R. v. A.C., 2015 ONSC 413
COURT FILE NO.: 12-SA5072
DATE: 2015-01-20
SUPERIOR COURT OF JUSTICE - ONTARIO
RE: R. v. A.C.
BEFORE: Ray, J.
COUNSEL: Lisa Miles. Counsel, for the Crown
Michael Johnston, Counsel, for the defendant
HEARD: January 19, 2015
ENDORSEMENT
[1] At the opening of trial the issue of where the accused would sit during the trial was raised. I gave very brief oral reasons and ordered that the defendant sit in the prisoner’s dock. I said I would expand those reasons in writing.
[2] The defendant is not in custody. I am satisfied that he poses no security risk. The defendant is ordered to sit in the prisoner’s dock during the trial. As has so often has been held, whether or not the accused is in custody, a ruling on the place where the accused may sit during the course of a trial is a matter for the trial judge’s discretion.
[3] There is no more prejudice to the defendant from sitting in the prisoner’s dock than there is in reading the indictment and arraigning him in front of the jury. To routinely permit an accused person to sit at the counsel table or in the body of the court where there are no security concerns has the serious potential of implying to the observer that those ordered to sit in the prisoner’s dock are more likely guilty of something. Whereas if the general practice, as is the case in Ottawa, is for the defendant to sit in the prisoner’s dock in serious cases then the likelihood of an improper or unfair inference is reduced. This is a serious case.
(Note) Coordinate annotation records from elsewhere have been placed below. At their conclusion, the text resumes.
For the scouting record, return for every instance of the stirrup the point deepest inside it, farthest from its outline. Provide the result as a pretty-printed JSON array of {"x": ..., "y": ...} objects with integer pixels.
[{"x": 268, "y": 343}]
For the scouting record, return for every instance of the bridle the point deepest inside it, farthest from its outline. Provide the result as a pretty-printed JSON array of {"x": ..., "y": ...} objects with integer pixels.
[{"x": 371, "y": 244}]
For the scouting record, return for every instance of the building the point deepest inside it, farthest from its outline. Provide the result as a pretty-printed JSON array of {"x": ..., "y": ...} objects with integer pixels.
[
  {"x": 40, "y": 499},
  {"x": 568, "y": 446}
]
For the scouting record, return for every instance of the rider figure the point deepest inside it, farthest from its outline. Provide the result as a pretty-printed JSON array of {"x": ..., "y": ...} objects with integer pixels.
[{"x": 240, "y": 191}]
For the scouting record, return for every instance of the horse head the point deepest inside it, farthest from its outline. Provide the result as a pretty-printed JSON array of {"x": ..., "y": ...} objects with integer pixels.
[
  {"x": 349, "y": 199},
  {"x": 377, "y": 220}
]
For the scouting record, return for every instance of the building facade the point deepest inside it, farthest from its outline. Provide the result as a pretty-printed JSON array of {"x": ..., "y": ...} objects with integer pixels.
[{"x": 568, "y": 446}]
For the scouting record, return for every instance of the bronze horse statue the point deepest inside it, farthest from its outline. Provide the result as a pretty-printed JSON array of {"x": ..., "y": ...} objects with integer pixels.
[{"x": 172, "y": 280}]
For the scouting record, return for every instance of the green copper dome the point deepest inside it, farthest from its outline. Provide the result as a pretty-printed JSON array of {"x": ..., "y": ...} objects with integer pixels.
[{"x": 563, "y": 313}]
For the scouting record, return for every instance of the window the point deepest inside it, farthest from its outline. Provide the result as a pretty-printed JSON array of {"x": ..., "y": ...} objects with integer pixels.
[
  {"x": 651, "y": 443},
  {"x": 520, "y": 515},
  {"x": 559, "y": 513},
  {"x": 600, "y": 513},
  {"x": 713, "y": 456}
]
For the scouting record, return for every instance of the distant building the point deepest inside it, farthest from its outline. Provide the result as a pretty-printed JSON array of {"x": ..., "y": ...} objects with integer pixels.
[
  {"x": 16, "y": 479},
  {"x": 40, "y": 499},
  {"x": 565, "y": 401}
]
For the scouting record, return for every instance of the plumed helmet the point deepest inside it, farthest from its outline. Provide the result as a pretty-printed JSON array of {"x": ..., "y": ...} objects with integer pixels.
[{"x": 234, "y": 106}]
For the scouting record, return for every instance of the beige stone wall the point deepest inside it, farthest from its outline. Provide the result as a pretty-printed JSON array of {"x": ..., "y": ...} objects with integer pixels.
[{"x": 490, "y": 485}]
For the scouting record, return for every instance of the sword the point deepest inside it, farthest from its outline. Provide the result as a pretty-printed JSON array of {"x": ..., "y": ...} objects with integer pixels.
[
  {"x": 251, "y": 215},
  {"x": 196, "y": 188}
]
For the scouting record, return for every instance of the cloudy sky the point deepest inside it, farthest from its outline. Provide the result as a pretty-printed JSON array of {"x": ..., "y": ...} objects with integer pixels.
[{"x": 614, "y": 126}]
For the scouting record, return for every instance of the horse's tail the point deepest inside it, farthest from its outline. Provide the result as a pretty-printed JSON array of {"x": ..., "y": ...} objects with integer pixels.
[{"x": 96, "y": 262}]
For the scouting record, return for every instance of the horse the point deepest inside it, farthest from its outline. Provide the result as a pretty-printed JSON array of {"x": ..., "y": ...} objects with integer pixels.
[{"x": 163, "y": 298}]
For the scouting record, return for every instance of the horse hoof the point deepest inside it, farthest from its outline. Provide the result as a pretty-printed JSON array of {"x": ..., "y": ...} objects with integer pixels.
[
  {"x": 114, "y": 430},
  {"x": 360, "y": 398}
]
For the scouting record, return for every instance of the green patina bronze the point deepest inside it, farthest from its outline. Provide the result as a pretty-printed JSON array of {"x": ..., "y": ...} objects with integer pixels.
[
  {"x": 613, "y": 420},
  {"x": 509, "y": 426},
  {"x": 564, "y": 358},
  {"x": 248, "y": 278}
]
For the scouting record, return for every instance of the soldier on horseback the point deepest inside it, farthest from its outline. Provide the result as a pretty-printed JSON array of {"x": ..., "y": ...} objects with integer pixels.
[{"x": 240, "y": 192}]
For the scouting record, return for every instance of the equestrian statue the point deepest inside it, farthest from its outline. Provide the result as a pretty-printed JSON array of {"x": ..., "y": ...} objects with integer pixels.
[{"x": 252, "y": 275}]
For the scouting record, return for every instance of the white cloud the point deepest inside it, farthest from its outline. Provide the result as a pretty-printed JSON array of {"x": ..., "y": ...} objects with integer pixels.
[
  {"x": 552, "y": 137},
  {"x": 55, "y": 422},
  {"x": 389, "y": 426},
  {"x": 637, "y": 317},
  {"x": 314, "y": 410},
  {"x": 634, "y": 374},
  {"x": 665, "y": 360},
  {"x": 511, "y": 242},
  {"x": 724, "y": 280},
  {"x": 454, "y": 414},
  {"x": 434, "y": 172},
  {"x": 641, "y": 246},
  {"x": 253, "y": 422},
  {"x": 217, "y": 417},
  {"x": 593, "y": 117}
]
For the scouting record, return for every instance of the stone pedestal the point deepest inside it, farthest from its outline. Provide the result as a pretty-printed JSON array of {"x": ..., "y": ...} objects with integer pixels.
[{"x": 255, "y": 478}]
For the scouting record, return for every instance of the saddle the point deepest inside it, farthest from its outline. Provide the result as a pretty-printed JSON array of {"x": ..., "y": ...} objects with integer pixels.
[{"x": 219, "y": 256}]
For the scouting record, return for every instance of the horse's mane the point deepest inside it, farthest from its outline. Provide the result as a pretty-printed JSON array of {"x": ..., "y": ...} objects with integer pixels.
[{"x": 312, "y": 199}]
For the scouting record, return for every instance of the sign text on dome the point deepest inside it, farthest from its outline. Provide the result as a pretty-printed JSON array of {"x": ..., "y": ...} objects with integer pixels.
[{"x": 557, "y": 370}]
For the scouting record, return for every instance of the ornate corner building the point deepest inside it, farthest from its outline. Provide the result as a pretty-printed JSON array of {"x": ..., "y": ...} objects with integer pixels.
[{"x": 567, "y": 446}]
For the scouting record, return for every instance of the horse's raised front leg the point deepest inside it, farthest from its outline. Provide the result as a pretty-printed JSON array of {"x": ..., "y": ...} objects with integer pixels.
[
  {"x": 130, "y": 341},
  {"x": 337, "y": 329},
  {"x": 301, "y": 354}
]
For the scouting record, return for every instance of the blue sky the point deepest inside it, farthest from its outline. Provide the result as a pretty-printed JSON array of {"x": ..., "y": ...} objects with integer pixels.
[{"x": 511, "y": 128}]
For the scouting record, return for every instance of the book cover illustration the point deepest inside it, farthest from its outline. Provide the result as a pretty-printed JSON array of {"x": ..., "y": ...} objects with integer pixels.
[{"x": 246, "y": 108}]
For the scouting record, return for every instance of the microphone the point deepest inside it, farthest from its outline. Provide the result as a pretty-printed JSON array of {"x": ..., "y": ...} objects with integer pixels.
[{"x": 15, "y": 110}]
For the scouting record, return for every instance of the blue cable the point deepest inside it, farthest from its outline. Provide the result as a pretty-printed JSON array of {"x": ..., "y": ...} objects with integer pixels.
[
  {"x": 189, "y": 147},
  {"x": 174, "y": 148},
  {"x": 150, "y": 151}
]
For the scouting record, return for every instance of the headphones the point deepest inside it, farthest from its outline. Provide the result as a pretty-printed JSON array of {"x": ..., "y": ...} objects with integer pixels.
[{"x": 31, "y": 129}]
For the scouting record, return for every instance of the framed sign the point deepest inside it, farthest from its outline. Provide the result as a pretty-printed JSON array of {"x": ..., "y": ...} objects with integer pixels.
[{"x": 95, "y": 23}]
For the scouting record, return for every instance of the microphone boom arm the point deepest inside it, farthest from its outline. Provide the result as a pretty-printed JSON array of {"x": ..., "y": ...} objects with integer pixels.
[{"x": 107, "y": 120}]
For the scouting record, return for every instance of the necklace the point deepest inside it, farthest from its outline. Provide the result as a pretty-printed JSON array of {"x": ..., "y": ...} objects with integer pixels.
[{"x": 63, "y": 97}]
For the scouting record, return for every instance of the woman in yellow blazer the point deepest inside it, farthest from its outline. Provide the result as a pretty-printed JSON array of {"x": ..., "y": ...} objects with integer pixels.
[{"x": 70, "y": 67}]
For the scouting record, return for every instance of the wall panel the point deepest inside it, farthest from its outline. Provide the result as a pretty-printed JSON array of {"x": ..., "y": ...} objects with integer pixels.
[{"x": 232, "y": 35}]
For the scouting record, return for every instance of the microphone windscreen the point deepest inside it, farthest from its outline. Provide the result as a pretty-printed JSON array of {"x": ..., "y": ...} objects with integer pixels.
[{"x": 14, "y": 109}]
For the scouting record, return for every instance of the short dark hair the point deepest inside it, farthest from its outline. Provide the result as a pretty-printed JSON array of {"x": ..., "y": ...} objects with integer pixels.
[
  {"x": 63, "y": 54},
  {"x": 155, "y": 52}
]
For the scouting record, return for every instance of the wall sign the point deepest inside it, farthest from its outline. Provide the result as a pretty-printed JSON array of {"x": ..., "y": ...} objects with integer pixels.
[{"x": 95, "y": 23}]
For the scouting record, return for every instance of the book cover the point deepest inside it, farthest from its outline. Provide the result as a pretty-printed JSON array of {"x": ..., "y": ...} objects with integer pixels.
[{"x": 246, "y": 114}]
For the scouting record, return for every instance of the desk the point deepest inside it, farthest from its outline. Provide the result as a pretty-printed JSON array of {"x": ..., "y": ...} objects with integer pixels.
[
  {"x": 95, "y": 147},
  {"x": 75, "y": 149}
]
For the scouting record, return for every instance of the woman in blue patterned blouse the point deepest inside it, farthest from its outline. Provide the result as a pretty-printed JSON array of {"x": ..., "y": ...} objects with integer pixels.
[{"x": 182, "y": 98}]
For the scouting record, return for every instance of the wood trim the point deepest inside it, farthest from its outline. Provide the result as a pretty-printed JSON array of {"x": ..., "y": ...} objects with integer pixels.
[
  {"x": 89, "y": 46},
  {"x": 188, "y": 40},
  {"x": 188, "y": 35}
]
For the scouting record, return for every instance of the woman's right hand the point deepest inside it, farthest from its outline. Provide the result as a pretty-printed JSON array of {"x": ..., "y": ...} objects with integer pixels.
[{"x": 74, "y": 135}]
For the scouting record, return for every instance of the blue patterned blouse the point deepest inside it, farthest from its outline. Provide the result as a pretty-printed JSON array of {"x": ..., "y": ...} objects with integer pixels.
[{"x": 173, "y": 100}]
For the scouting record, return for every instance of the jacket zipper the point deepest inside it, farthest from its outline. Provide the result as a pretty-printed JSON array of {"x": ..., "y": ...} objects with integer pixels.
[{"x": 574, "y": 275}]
[4] The jury was and will be instructed on the presumption of innocence as against the defendant. They have been instructed that the prisoner’s dock is where an accused sits during a trial whether or not he is in custody. In fact the jury would have observed the defendant standing beside his counsel near the counsel table during the jury selection process. I adopt the reasoning of Rutherford, J., in R v Sidiqui.[^1]
Honourable Justice Timothy Ray
Date: January 20, 2015
[^1]: R v Sadiqi, [2009] O.J. No. 2974; (2009), 2009 37350 (ON SC), 68 C.R. (6th) 346 (Ont. Sup. Ct.) at paragraph 24.